A halt, long enough for second thought or renewal of a decision. "I can't do otherwise. There's no other way. It's inevitable."
"'Inevitable!'" Roberts shrugged impatiently. "I don't like the word. It belongs in the same cla.s.s with 'chance' and 'predestination' and 'luck.'
There are few things inevitable except death."
"This is one--that I must wait."
"And you can't even take me into your confidence, about the reason why?
Mind, I don't ask it unless you voluntarily desire. I merely suggest."
"No," steadily; "I can't tell you the reason. I've got to decide for myself--when light comes."

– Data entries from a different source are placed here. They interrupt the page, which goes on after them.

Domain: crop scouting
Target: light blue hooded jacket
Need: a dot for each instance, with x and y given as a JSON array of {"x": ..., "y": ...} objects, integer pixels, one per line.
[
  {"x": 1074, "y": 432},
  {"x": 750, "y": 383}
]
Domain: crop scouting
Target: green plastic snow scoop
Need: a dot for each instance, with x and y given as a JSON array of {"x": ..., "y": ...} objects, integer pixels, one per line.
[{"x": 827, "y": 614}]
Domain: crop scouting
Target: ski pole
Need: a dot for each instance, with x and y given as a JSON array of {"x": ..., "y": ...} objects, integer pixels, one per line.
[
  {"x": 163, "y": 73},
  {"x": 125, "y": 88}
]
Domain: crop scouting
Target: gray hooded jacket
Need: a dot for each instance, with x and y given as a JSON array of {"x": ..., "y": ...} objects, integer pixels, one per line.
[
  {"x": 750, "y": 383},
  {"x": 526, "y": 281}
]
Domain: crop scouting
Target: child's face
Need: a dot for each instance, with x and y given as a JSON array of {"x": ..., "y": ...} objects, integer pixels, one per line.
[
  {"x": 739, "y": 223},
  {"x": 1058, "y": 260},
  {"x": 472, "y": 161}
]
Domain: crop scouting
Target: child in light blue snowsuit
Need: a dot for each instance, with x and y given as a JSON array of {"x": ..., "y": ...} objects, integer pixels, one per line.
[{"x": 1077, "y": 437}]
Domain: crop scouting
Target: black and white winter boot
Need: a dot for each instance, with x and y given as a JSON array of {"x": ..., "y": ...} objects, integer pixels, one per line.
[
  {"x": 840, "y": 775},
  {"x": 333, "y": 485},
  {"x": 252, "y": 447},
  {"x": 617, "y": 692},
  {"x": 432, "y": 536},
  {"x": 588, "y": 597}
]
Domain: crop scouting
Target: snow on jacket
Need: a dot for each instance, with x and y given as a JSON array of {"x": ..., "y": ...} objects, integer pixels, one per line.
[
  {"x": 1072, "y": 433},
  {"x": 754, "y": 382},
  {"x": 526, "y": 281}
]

Roberts' great shoulders squared significantly.
"But if I know it already," he suggested evenly, "what then?"
No answer, although the other waited half a minute.
"I repeat: what if I know it already?"
"Do you know?"
Roberts' glance wandered into the shadow where the girl was, then returned slowly to the street and the red car.
"I rode East with Steve Armstrong," he said, "as far as he went. I also wired him when I was coming, and we returned together. He told me, I think, everything--except about your father. He forgot that, if he knew.
Do you doubt I know the reason, Elice?"
Out of the shadow came the girl's face,--the face only.
"You did this for Stephen Armstrong--after what is past! Why?"
"Because life is short and I wanted to know several things before I came to-night. Would you like to hear what it was I wished to learn?"
Again the face vanished.
"Yes," said a voice.
"You know already, so it won't be news. One was that he still cares for you--as always. He perjured himself once, because he thought it was his duty; but he has never ceased to care. The other thing was that he's changed his mind and is going back to his literary work. His novel, that was accepted tentatively, will be published next Winter. What else I learned is immaterial. I don't often venture a prediction, but in his case I'll make the exception. I believe that this time he'll make good.
He has the incentive--and experience. Do you still doubt I know the reason, Elice?"
"No. But that you should tell me this!"
"I claim no virtue. You knew it already. I'm merely attempting to simplify--to aid the coming of the light."
For the second time out of the shadow came the girl's face, her whole figure. "Darley Roberts," asked a voice, "are you human, or aren't you? I don't believe another man in the world would, under like circ.u.mstances, do as you have done by Steve Armstrong. I can't believe you human merely."